Stablecoin Usage Hits All-Time High

According to the report, over $94.2 billion in stablecoin payments were settled between January 2023 and February 2025, with current volumes running at $72.3 billion annually. This marks a dramatic acceleration in real-world usage—far beyond just crypto trading.

The total stablecoin supply has ballooned from under $10 billion to $239 billion in the past five years, with projections showing it could reach $2 trillion by 2028. At present, there are over 10 million daily transactions spread across 150 million+ unique blockchain wallets, underscoring the scale and maturity of the ecosystem.

Leading Use Cases for Stablecoins in 2025

The research highlights three primary drivers of stablecoin transaction volume:

B2B Payments: $36B/year
Stablecoins are now a dominant method for cross-border business settlements, offering faster and cheaper alternatives to SWIFT or wire transfers.

Peer-to-Peer (P2P) Transfers: $18B/year
In regions with expensive or slow remittance systems, stablecoins offer a compelling solution—especially among unbanked or underbanked populations.

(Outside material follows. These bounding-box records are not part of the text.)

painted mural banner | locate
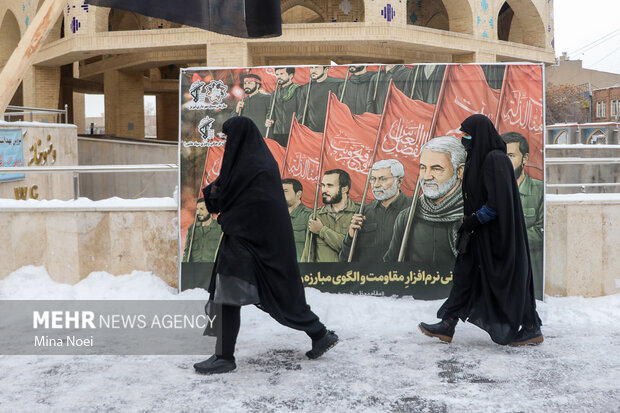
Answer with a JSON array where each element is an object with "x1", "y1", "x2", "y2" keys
[
  {"x1": 0, "y1": 129, "x2": 26, "y2": 182},
  {"x1": 179, "y1": 64, "x2": 544, "y2": 299}
]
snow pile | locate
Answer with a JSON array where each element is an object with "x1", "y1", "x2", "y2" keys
[
  {"x1": 0, "y1": 265, "x2": 208, "y2": 300},
  {"x1": 0, "y1": 197, "x2": 178, "y2": 211},
  {"x1": 0, "y1": 267, "x2": 620, "y2": 413}
]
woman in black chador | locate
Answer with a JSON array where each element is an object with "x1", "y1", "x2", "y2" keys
[
  {"x1": 194, "y1": 116, "x2": 338, "y2": 374},
  {"x1": 419, "y1": 115, "x2": 543, "y2": 345}
]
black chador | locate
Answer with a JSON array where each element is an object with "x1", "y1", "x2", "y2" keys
[
  {"x1": 298, "y1": 76, "x2": 343, "y2": 132},
  {"x1": 242, "y1": 92, "x2": 271, "y2": 136},
  {"x1": 366, "y1": 65, "x2": 415, "y2": 113},
  {"x1": 268, "y1": 83, "x2": 303, "y2": 146},
  {"x1": 194, "y1": 116, "x2": 338, "y2": 374},
  {"x1": 338, "y1": 66, "x2": 374, "y2": 115},
  {"x1": 420, "y1": 115, "x2": 543, "y2": 345}
]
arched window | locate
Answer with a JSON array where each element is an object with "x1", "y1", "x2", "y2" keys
[
  {"x1": 497, "y1": 0, "x2": 545, "y2": 47},
  {"x1": 407, "y1": 0, "x2": 473, "y2": 34},
  {"x1": 0, "y1": 10, "x2": 23, "y2": 106},
  {"x1": 282, "y1": 4, "x2": 325, "y2": 24}
]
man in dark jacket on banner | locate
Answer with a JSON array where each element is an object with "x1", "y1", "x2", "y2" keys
[
  {"x1": 183, "y1": 198, "x2": 222, "y2": 262},
  {"x1": 383, "y1": 136, "x2": 466, "y2": 269},
  {"x1": 282, "y1": 178, "x2": 312, "y2": 261},
  {"x1": 235, "y1": 73, "x2": 271, "y2": 137},
  {"x1": 338, "y1": 66, "x2": 373, "y2": 115},
  {"x1": 419, "y1": 115, "x2": 543, "y2": 346},
  {"x1": 194, "y1": 117, "x2": 338, "y2": 374},
  {"x1": 265, "y1": 67, "x2": 301, "y2": 146},
  {"x1": 339, "y1": 159, "x2": 411, "y2": 262},
  {"x1": 502, "y1": 132, "x2": 545, "y2": 297},
  {"x1": 297, "y1": 66, "x2": 343, "y2": 132},
  {"x1": 366, "y1": 65, "x2": 415, "y2": 113}
]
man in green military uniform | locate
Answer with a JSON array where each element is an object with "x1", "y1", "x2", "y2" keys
[
  {"x1": 340, "y1": 159, "x2": 411, "y2": 262},
  {"x1": 297, "y1": 66, "x2": 343, "y2": 132},
  {"x1": 265, "y1": 67, "x2": 301, "y2": 146},
  {"x1": 301, "y1": 169, "x2": 358, "y2": 262},
  {"x1": 183, "y1": 198, "x2": 222, "y2": 262},
  {"x1": 366, "y1": 65, "x2": 414, "y2": 113},
  {"x1": 502, "y1": 132, "x2": 545, "y2": 298},
  {"x1": 383, "y1": 136, "x2": 467, "y2": 268},
  {"x1": 235, "y1": 73, "x2": 271, "y2": 136},
  {"x1": 282, "y1": 178, "x2": 312, "y2": 261},
  {"x1": 338, "y1": 66, "x2": 374, "y2": 115},
  {"x1": 407, "y1": 65, "x2": 446, "y2": 104}
]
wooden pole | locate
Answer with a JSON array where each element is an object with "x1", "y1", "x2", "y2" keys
[{"x1": 0, "y1": 0, "x2": 66, "y2": 115}]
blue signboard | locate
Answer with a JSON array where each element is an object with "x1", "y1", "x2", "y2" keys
[{"x1": 0, "y1": 129, "x2": 26, "y2": 182}]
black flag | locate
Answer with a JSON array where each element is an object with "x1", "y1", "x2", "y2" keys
[{"x1": 86, "y1": 0, "x2": 282, "y2": 37}]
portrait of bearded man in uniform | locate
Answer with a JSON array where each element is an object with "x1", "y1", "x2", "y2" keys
[{"x1": 383, "y1": 136, "x2": 467, "y2": 268}]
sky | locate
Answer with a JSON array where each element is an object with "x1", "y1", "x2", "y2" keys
[
  {"x1": 554, "y1": 0, "x2": 620, "y2": 74},
  {"x1": 0, "y1": 266, "x2": 620, "y2": 413},
  {"x1": 86, "y1": 0, "x2": 620, "y2": 117}
]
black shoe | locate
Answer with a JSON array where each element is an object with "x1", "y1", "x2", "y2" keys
[
  {"x1": 306, "y1": 330, "x2": 338, "y2": 359},
  {"x1": 418, "y1": 318, "x2": 459, "y2": 343},
  {"x1": 508, "y1": 327, "x2": 545, "y2": 347},
  {"x1": 194, "y1": 355, "x2": 237, "y2": 374}
]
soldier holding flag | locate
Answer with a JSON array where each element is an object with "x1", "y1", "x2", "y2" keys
[
  {"x1": 265, "y1": 67, "x2": 301, "y2": 146},
  {"x1": 235, "y1": 73, "x2": 271, "y2": 136}
]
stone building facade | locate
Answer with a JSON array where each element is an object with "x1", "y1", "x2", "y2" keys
[
  {"x1": 592, "y1": 84, "x2": 620, "y2": 122},
  {"x1": 0, "y1": 0, "x2": 554, "y2": 140}
]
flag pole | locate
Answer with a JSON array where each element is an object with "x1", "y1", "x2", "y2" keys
[
  {"x1": 187, "y1": 146, "x2": 211, "y2": 262},
  {"x1": 428, "y1": 65, "x2": 452, "y2": 139},
  {"x1": 265, "y1": 83, "x2": 280, "y2": 138},
  {"x1": 0, "y1": 0, "x2": 66, "y2": 115},
  {"x1": 280, "y1": 112, "x2": 297, "y2": 177},
  {"x1": 306, "y1": 92, "x2": 336, "y2": 262},
  {"x1": 347, "y1": 78, "x2": 394, "y2": 262},
  {"x1": 494, "y1": 65, "x2": 510, "y2": 130},
  {"x1": 301, "y1": 75, "x2": 312, "y2": 126},
  {"x1": 398, "y1": 172, "x2": 422, "y2": 262},
  {"x1": 372, "y1": 65, "x2": 381, "y2": 101},
  {"x1": 409, "y1": 65, "x2": 420, "y2": 99},
  {"x1": 338, "y1": 66, "x2": 350, "y2": 102}
]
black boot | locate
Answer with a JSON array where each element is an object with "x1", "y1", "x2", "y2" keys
[
  {"x1": 194, "y1": 355, "x2": 237, "y2": 374},
  {"x1": 306, "y1": 330, "x2": 338, "y2": 359},
  {"x1": 508, "y1": 326, "x2": 545, "y2": 347},
  {"x1": 418, "y1": 318, "x2": 459, "y2": 343}
]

Card-Linked Payments: $13.2B/year
Integration with Visa, Mastercard, and crypto debit cards has enabled consumers to spend stablecoins for daily purchases.

Regional Insights: Who’s Using Stablecoins—and How

The global stablecoin map is evolving fast:

Top Sending Countries: United States, Singapore, Hong Kong, Japan, and the United Kingdom.

Dominant Corridors: Cross-border flows are especially active between Singapore and China, as well as U.S.-linked jurisdictions.

By region:

Africa: USDT on Tron dominates, particularly in Nigeria and Kenya.

Latin America: Argentina favors USDC on Ethereum, but most of the region leans on USDT via Tron.

India: Unique for its Polygon and USDC usage, driven by developer activity and on-chain financial tools.

Tech Stack Breakdown: Tron Leads the Race

The infrastructure behind stablecoin payments is also shifting:

Stablecoins: USDT controls ~90% of global volume, with USDC gaining share in institutional use cases.

Blockchains: Tron leads in transaction volume due to low fees, followed by Ethereum, BSC, and Polygon.

For high-value B2B transfers, Ethereum averages $219,000 per transaction, making it a preferred choice for enterprises—even as Tron remains the network of choice for speed and efficiency.

What’s Next for Stablecoins?

The report forecasts continued growth driven by:

Institutional involvement: Companies like Visa, Stripe, and even the U.S. Treasury are building or supporting stablecoin infrastructure.

Prefunding solutions: Emerging services like Arf and Mansa offer instant liquidity, removing friction from cross-border settlements.

Regulatory clarity: Clearer frameworks in major jurisdictions will open the doors for broader fintech integration.

Bottom line: Stablecoins are no longer a crypto niche—they’re becoming the backbone of global payments.